Simple pleasures in the concrete heart of Melbourne

  • 18 May 2006
The suburb of Abbotsford is in the concrete heart of Melbourne. Its streets feature poky terrace houses, fallen leaves and busy souvlaki shops. Its most prominent landmark is Victoria Park, the former home of the Collingwood Football Club, an inner-city icon. So it comes as a surprise to find a patch of land in Abbotsford that is tilled by vegetable gardeners. From 1865, when land in Abbotsford was taken up by the nuns of the Order of the Good Shepherd, it has been the site of a convent and a female reformatory. Those in the reformatory worked in vegetable gardens and orchards that thrived on the rich soil of the land’s flood plain on the Yarra River.
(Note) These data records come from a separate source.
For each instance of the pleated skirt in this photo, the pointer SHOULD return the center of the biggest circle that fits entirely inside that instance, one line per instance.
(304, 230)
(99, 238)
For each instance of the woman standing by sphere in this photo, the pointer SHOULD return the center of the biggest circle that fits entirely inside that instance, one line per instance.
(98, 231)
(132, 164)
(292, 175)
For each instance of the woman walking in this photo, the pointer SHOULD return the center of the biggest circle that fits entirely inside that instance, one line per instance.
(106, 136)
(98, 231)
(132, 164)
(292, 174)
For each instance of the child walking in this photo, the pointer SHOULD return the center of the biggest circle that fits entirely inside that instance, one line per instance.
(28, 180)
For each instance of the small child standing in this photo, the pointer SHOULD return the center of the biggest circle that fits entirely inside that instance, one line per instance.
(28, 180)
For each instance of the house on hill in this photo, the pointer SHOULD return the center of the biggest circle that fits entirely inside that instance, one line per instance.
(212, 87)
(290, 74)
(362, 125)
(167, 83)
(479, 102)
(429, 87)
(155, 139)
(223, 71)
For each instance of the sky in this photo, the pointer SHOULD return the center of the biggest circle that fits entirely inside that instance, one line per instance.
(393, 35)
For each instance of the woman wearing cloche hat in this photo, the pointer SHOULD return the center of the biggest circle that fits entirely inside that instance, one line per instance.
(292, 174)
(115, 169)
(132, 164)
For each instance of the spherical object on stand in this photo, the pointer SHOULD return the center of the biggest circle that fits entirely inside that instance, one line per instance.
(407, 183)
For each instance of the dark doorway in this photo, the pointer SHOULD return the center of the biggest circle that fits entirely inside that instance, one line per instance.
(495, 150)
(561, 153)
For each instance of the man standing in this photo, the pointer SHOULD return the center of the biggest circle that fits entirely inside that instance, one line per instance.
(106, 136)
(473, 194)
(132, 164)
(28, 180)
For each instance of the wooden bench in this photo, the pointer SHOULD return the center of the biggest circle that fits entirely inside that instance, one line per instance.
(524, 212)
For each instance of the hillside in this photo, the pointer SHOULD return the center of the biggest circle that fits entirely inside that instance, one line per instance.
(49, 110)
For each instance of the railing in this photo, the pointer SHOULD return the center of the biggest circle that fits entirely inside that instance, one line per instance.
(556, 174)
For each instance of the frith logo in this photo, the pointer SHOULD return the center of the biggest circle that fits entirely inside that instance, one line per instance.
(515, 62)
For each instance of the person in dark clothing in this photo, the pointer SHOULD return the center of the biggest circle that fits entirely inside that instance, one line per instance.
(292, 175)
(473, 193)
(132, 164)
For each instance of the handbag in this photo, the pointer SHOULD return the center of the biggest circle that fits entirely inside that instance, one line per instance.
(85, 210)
In 1979, the Collingwood Children’s Farm took over the convent’s farmland, part of which was maintained as a vegetable garden. Since then, the small plots in the garden have provided a rare connection to the earth for inner Melburnians. Jo Searle, a 36-year-old social worker, has been riding her bike along the Yarra River to reach her plot at the children’s farm for five years. A drugs and alcohol counsellor in Footscray, she says the bike journey, and tending to her vegetables, gives her a chance to clear her head. 'I like the physical nature of it,' she says, 'I like the digging. I like feeling exhausted when I get home.' Home for Searle is a flat in Clifton Hill that she shares with her eight-year-old daughter Meg. During Searle’s childhood in Surrey Hills, in Melbourne’s eastern suburbs, her parents had owned a small farm at Balnarring on the Mornington Peninsula. When her parents sold that farm, she took up the plot. 'It’s for people who don’t have back yards,' she says. 'You can come here and it feels like you’re miles and miles from anywhere.' For some, the attraction of tending a plot has less to do with the view of towering gums on the opposite bank and the sense of quiet by the river than it has to do with reconnecting with a former life. A good proportion of the vegetable gardeners are immigrants from southern Europe; Greeks and Italians whose forebears worked the soil in their rural homelands for centuries. Tending plots enables former immigrants to maintain a sense of continuity and connectedness with their forebears' culture. Others vegetable gardeners at the children’s farm are from the housing commission flats in Collingwood.